Rahim Entezari and Hanie Sedghi (senior scientist at Google Brain) will present research pursued with Behnam Neyshabur, Hanie Sedghi and Olga Saukh at the EPFL Virtual Symposium “Loss Landscape of Neural Networks: theoretical insights and practical implications,” which takes place Feb 15–16, 2022.
In this work, we conjecture that if the permutation invariance of neural networks is taken into account, SGD solutions will likely have no barrier in the linear interpolation between them. Although it is a bold conjecture, we show how extensive empirical attempts fall short of refuting it.
We further provide a preliminary theoretical result to support our conjecture. Our conjecture has implications for the lottery ticket hypothesis, distributed training, and ensemble methods.
About the Symposium:
In practical applications, Deep Neural Networks are typically trained by walking down the loss surface using gradient descent augmented with a bag of tricks. One of the important practical insights has been that large, overparameterized, networks that have more parameters than necessary work better – one potential interpretation (but not the only one) is the ‘lottery ticket hypothesis’. Obviously, the shape of the loss landscape is important when walking down.
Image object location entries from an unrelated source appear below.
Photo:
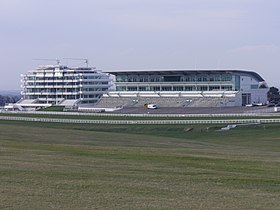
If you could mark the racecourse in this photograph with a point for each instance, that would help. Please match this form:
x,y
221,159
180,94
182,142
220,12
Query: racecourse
x,y
64,165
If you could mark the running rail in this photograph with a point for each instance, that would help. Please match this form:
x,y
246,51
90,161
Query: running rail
x,y
128,122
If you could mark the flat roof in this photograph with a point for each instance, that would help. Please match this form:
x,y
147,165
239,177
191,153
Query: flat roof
x,y
185,71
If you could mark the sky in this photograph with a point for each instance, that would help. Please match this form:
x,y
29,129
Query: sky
x,y
140,34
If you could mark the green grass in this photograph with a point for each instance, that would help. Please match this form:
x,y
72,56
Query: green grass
x,y
68,166
127,117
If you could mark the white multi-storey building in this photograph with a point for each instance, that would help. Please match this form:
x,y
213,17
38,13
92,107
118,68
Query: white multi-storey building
x,y
61,85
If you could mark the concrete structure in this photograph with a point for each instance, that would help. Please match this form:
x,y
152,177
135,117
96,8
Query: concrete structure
x,y
181,88
64,86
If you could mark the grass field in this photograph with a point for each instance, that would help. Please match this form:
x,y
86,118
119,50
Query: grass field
x,y
67,166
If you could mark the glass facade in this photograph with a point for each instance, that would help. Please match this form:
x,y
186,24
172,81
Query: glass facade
x,y
180,81
55,84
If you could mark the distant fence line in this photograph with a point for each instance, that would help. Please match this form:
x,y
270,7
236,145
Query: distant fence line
x,y
128,122
140,115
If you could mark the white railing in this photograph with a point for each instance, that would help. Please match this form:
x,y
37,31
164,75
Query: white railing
x,y
78,121
142,115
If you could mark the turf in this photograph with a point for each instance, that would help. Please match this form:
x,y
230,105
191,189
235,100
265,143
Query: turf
x,y
67,166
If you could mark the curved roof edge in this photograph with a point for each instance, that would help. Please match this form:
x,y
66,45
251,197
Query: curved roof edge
x,y
174,71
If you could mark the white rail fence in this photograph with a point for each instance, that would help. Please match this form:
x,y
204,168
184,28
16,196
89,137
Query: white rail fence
x,y
127,122
141,115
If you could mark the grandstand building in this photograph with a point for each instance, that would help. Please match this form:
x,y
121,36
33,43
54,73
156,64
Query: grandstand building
x,y
63,86
185,88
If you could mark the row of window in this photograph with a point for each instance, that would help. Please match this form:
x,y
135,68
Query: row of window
x,y
55,90
64,83
63,77
182,78
174,88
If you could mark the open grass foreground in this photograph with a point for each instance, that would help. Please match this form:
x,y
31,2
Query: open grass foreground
x,y
64,166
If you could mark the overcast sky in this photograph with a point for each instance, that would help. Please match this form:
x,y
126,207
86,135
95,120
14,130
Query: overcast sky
x,y
140,34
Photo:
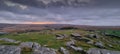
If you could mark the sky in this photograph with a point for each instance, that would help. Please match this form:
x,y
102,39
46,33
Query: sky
x,y
87,12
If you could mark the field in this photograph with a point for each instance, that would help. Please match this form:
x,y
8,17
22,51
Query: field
x,y
48,38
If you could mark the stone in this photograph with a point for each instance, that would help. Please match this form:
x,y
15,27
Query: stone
x,y
90,42
93,36
99,44
44,50
64,51
37,48
2,33
9,40
59,37
77,48
75,35
26,45
68,44
84,39
10,49
101,51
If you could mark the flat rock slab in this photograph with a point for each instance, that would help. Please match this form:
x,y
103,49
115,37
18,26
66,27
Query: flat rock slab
x,y
10,49
101,51
44,50
9,40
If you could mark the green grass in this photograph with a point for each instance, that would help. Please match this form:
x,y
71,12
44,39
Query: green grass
x,y
48,38
113,32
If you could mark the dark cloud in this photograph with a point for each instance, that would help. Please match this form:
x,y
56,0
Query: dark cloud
x,y
14,11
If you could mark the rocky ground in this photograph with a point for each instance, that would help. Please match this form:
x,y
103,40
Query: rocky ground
x,y
59,42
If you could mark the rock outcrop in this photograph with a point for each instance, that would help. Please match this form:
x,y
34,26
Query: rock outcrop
x,y
10,49
37,48
64,51
9,40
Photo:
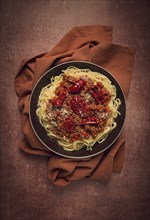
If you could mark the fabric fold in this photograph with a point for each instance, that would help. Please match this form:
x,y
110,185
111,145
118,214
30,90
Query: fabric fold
x,y
85,43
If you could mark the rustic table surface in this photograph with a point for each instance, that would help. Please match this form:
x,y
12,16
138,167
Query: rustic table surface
x,y
30,27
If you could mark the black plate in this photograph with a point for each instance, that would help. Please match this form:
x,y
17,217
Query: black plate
x,y
52,144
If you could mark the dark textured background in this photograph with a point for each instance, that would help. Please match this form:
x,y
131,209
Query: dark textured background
x,y
29,27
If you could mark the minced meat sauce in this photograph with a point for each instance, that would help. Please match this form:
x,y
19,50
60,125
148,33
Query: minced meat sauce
x,y
79,110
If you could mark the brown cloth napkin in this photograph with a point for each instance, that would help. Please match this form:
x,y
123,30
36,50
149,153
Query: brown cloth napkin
x,y
86,43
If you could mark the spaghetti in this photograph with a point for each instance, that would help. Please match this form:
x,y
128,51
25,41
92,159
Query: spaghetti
x,y
78,108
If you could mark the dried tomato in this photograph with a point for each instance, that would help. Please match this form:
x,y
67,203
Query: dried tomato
x,y
58,101
77,87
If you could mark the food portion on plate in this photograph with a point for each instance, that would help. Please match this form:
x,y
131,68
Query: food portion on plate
x,y
78,108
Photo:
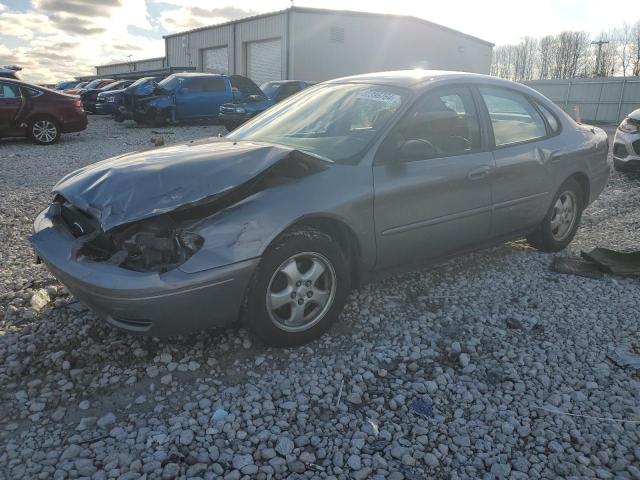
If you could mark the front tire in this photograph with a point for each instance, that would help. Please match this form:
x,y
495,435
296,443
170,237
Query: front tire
x,y
561,222
44,130
298,290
In recent years, research on the shape of the loss landscape has addressed questions such as: “Is there one big global minimum or many scattered small ones?”, “Is the loss landscape rough or smooth?”, “Should we worry about saddle points?”, “Are there flat regions in the loss?”, “How many saddle points are there?”.
While these look like questions for theoreticians, their answers might have practical consequences and lead to a better understanding of the role of overparameterization, pruning, and reasons of the bag of tricks. The aim of this workshop is to bring together researchers that have worked on these topics from different points of views and different backgrounds (Computer Science, Math, Physics, Computational Neuroscience), and build a community around these questions.